In a statement, ByTowne owner Bruce White announced the cinema will be closing on Dec. 31, citing fewer customers and fewer films available during the COVID-19 pandemic.

"The cinema has been losing money every day since the pandemic hit. Even when we've been allowed to be open, audiences are dramatically smaller," said White.

"The ByTowne has a fantastic customer base, but many ByTowners just aren’t coming these days. And I don't blame them: our staff have done an amazing job with COVID protocols that keep customers as safe as possible, but everyone's risk assessment is personal, and specific to their circumstances."

The ByTowne on Rideau Street opened its doors on Feb. 10, 1947 as the Nelson cinema. According to the ByTowne website, Local entrepreneur Hyman Berlin built the cinema through the fall and winter of 1946. The first film was called "Johnny Frenchman."

The ByTowne closed in the spring during the first wave of the pandemic, but reopened in July when Ottawa moved to Stage 3 of the COVID-19 reopening plan. All movie theatres were forced to closed in Ottawa for 28 days in October when Ottawa moved to a modified Stage 2.

Theatres have been allowed to open in Ottawa since Nov. 7, when Ottawa moved to the orange-restrict zone as part of Ottawa's coloured-coded COVID-19 restrictions.

The ByTowne says while there have been fewer customers during the pandemic, there have also been fewer films available.

"Another factor in my decision to end programming as of Dec. 31 is that we're running out of movies," writes White. 

"Since the pandemic hit, distributors have also had to make some business decisions. They've sold some titles to streaming services, skipping the marketing expense of releasing them to only a few limited-seating cinemas. Other movies have been moved from fall and winter releases to, well, some unspecified point in a possibly rosier future."

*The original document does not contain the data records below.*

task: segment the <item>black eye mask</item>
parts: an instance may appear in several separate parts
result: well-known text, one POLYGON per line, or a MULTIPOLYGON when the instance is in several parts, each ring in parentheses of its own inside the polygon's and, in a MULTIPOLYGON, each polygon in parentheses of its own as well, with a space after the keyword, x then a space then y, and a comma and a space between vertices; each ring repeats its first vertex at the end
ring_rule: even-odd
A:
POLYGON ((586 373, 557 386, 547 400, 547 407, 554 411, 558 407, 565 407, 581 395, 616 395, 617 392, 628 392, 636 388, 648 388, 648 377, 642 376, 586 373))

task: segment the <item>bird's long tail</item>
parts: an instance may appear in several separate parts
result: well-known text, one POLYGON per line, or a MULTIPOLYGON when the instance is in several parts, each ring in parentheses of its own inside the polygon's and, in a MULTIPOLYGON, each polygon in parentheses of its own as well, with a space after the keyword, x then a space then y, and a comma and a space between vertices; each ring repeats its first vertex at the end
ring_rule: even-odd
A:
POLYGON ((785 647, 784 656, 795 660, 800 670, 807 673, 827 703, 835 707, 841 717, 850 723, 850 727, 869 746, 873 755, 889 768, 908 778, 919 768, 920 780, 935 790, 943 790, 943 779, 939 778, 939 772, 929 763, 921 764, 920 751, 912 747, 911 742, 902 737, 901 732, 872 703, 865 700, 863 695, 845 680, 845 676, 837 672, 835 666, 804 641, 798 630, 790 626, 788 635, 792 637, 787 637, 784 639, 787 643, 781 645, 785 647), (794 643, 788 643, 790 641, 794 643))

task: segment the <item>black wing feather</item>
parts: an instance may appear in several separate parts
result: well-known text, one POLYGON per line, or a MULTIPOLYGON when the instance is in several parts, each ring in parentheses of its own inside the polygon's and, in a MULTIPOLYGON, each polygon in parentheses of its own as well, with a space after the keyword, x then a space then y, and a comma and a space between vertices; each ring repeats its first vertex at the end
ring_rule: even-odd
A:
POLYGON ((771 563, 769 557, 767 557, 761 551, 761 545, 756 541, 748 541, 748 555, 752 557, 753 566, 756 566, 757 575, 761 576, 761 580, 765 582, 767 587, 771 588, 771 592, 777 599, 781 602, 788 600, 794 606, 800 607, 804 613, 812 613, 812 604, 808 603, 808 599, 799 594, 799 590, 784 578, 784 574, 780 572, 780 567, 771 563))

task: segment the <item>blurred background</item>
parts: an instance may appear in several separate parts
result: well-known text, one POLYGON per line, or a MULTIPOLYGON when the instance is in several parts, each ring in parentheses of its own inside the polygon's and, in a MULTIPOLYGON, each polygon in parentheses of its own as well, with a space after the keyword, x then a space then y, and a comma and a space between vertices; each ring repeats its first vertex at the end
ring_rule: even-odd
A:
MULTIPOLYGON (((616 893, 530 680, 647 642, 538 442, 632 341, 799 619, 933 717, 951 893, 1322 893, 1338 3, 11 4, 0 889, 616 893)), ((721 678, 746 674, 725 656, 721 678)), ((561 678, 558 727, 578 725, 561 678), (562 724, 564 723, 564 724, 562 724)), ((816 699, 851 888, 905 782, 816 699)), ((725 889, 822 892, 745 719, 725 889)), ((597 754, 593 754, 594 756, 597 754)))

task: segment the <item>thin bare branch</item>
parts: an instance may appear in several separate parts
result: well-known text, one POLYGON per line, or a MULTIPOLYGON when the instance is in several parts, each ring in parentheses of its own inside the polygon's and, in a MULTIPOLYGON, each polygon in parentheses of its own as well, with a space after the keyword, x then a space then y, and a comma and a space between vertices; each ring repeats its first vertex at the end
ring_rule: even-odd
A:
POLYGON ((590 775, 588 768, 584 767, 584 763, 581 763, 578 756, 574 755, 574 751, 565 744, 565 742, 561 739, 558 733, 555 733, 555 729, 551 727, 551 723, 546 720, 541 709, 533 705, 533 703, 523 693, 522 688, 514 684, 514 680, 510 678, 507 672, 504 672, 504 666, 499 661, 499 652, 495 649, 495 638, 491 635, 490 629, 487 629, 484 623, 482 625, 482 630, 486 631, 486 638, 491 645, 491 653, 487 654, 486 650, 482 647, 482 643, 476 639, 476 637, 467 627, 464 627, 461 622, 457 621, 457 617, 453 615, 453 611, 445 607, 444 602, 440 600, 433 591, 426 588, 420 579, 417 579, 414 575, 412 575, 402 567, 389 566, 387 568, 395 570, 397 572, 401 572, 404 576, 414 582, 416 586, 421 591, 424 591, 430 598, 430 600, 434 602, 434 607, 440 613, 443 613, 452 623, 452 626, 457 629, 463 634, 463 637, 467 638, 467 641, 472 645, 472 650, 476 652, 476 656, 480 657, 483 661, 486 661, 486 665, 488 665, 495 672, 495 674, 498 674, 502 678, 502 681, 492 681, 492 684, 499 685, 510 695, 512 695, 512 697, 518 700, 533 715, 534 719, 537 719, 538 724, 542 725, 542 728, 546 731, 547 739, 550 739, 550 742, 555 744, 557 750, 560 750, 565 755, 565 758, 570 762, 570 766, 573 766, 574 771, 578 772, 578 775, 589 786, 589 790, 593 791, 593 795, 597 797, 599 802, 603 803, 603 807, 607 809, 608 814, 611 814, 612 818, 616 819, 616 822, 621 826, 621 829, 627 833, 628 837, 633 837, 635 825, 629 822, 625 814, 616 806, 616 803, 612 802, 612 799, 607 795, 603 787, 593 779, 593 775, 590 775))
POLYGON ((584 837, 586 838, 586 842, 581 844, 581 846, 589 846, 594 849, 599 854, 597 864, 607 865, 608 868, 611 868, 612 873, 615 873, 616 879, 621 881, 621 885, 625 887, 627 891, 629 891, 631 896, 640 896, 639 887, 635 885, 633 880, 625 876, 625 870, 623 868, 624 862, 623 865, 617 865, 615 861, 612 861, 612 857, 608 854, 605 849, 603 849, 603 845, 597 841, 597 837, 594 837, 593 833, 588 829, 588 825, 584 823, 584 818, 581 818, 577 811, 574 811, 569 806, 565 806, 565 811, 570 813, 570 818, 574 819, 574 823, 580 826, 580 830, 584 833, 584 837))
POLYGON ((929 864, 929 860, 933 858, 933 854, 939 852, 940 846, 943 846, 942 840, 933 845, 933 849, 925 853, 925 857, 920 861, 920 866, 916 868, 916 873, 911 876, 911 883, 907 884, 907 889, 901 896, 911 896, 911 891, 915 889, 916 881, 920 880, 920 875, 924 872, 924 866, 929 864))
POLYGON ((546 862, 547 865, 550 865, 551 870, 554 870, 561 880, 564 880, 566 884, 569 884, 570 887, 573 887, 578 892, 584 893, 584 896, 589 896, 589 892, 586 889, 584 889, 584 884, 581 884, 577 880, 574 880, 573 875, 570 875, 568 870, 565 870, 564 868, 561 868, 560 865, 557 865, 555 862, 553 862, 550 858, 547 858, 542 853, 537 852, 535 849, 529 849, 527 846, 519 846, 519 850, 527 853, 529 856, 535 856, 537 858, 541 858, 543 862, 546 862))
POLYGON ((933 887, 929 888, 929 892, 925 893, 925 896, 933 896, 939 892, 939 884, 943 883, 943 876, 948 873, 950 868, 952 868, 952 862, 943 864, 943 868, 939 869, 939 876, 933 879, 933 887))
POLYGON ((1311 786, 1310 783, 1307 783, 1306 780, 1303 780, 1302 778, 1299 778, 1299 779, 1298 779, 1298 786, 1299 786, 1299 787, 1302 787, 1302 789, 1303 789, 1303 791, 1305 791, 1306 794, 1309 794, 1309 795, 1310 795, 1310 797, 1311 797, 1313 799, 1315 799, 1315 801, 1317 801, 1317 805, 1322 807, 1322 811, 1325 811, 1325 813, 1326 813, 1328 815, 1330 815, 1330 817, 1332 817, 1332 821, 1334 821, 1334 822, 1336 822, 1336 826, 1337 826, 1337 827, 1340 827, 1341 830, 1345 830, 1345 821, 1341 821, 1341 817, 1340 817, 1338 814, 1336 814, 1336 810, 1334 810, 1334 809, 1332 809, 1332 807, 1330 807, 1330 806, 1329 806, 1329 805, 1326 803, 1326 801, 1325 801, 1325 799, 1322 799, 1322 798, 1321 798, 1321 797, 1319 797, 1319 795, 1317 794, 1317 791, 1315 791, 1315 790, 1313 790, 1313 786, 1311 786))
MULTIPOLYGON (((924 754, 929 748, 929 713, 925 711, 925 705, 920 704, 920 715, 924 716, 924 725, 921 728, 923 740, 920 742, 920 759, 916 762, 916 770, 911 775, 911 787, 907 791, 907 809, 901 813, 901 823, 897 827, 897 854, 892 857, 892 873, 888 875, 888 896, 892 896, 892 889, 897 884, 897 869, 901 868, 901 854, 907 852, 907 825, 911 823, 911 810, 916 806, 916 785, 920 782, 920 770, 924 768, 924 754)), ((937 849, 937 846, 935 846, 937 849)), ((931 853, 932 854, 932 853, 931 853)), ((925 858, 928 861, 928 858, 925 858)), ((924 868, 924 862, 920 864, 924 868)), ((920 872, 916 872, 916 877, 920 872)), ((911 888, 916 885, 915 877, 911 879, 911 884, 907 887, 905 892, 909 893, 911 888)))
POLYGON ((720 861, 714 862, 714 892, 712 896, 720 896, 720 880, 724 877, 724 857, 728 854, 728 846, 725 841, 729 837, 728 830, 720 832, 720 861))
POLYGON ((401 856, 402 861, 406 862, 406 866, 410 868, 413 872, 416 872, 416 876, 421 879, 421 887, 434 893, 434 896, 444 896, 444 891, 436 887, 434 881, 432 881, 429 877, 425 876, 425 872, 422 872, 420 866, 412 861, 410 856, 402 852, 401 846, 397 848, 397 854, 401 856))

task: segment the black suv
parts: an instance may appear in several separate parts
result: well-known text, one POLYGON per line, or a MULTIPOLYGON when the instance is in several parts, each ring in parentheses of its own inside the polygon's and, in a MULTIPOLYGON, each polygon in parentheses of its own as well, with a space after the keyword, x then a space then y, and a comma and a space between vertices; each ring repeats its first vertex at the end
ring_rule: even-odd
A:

White says he started working on a succession plan in August, 2019, hoping to find someone to carrying on the ByTowne tradition and bring in fresh ideas.

"I was making some progress at that. Then the pandemic hit," writes White, noting he was at retirement age.

"It's still possible that someone will want to take over the ByTowne business and offer independent cinema to the ByTowne's wonderful fan base. But it's a scenario that's unlikely until we get out of the eye of the pandemic storm."

The ByTowne currently has 15 employees. White asks people to consider donating to his new project, "The Staff Appreciation Fund."

"E-transfer any amount to and I will make sure the Fund is equitably distributed to the staffers, ideally in time for Christmas," said White.